Paper SS+AS+EM-WeA2
Chemoselective Adsorption of Functionalized Cyclooctynes on Silicon

Wednesday, November 9, 2016, 2:40 pm, Room 104D

We overcome this problem employing cyclooctyne as the major building block of our strategy. Using scanning tunneling microscopy and X-ray photoelectron spectroscopy, cyclooctyne derivatives with different functional side groups are shown to react on Si(001) selectively via the strained cyclooctyne triple bond while leaving the side groups intact. The origin of this chemoselectivity is traced back to the different adsorption dynamics of the functional groups involved. We show that cyclooctyne's strained triple bond is associated with a direct adsorption channel on the Si(001) surface, in contrast to most other organic molecules which adsorb via weakly bound intermediates. In these intermediate states, the molecules have a finite lifetime and are often mobile and free to rotate on the surface.

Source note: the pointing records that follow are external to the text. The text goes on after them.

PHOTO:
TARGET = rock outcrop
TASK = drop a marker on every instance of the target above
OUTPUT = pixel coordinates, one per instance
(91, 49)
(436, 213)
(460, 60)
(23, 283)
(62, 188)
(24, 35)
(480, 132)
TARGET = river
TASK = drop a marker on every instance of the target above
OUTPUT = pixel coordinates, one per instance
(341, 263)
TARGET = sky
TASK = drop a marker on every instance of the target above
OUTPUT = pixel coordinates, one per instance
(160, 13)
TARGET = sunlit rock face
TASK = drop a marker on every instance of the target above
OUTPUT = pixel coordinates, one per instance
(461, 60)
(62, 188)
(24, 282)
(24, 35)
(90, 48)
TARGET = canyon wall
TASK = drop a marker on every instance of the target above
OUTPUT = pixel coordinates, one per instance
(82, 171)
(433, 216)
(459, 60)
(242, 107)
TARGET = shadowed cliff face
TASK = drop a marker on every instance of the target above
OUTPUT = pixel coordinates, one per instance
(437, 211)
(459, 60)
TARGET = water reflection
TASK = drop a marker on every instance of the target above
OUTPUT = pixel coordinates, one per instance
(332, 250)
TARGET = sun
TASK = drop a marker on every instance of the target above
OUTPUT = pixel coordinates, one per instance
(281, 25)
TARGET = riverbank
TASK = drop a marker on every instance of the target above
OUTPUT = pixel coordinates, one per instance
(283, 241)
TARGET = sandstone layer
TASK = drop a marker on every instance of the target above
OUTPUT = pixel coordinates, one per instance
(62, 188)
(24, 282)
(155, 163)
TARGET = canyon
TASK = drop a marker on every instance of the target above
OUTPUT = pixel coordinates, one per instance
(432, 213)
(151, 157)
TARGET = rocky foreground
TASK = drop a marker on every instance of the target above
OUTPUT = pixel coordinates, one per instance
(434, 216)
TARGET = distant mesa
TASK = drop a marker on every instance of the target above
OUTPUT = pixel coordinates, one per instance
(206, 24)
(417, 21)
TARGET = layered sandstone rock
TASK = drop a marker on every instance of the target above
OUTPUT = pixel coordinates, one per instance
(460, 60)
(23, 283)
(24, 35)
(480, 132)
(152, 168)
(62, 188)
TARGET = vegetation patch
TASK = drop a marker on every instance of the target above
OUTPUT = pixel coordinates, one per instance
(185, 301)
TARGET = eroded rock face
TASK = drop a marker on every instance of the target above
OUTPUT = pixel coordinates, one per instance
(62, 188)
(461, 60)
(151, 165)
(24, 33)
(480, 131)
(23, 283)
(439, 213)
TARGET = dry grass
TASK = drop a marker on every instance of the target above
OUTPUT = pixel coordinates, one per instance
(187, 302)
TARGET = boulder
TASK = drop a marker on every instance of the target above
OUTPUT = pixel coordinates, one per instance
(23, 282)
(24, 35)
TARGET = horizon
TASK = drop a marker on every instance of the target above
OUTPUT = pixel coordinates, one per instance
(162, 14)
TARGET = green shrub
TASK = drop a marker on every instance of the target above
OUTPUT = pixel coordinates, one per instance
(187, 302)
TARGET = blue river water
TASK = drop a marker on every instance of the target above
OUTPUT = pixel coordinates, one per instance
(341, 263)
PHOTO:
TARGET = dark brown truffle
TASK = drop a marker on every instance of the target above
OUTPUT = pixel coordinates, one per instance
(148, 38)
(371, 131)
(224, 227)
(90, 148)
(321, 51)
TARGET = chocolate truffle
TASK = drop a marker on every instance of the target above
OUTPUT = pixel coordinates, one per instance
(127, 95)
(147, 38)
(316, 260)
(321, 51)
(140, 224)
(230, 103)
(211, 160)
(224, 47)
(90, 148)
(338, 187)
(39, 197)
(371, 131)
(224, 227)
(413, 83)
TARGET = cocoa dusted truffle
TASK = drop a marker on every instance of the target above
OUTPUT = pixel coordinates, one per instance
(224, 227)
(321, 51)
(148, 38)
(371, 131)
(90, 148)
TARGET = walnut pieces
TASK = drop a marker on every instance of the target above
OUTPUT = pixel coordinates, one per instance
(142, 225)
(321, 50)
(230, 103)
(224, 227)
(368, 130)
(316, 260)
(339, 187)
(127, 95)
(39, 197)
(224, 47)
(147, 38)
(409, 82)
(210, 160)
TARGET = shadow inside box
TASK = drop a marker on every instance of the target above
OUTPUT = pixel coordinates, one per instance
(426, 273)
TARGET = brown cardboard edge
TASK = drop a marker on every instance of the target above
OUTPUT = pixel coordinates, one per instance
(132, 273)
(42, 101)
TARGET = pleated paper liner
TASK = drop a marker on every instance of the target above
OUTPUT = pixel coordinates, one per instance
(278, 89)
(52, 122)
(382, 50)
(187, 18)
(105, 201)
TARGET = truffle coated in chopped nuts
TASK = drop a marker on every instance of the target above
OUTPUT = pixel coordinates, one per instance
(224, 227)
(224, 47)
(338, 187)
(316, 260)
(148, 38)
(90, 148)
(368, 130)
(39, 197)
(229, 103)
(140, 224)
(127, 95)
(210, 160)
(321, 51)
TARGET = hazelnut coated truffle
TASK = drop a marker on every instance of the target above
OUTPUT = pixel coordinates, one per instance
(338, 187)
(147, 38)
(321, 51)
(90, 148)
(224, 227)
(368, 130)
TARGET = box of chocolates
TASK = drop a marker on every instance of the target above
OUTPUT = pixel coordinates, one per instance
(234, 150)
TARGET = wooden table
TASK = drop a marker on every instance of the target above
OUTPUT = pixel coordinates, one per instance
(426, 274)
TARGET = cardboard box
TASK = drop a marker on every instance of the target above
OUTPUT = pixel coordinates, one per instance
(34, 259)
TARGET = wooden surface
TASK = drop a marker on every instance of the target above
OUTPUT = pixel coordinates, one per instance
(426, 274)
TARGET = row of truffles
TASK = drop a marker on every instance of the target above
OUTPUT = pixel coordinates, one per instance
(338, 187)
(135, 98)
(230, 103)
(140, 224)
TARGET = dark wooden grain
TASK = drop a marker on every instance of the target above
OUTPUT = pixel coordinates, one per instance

This allows the bifunctional molecule to sample the surface with the strained triple bond during its finite lifetime in the trapped state and in consequence, bifunctional molecules with a strained triple bond as one functional group will end up with this group attached to Si(001) even if the initial interaction proceeds via the second functional group.

Chemoselectivity can thus be achieved even on the highly reactive Si(001) surface when exploiting the adsorption dynamics of the respective reaction channels.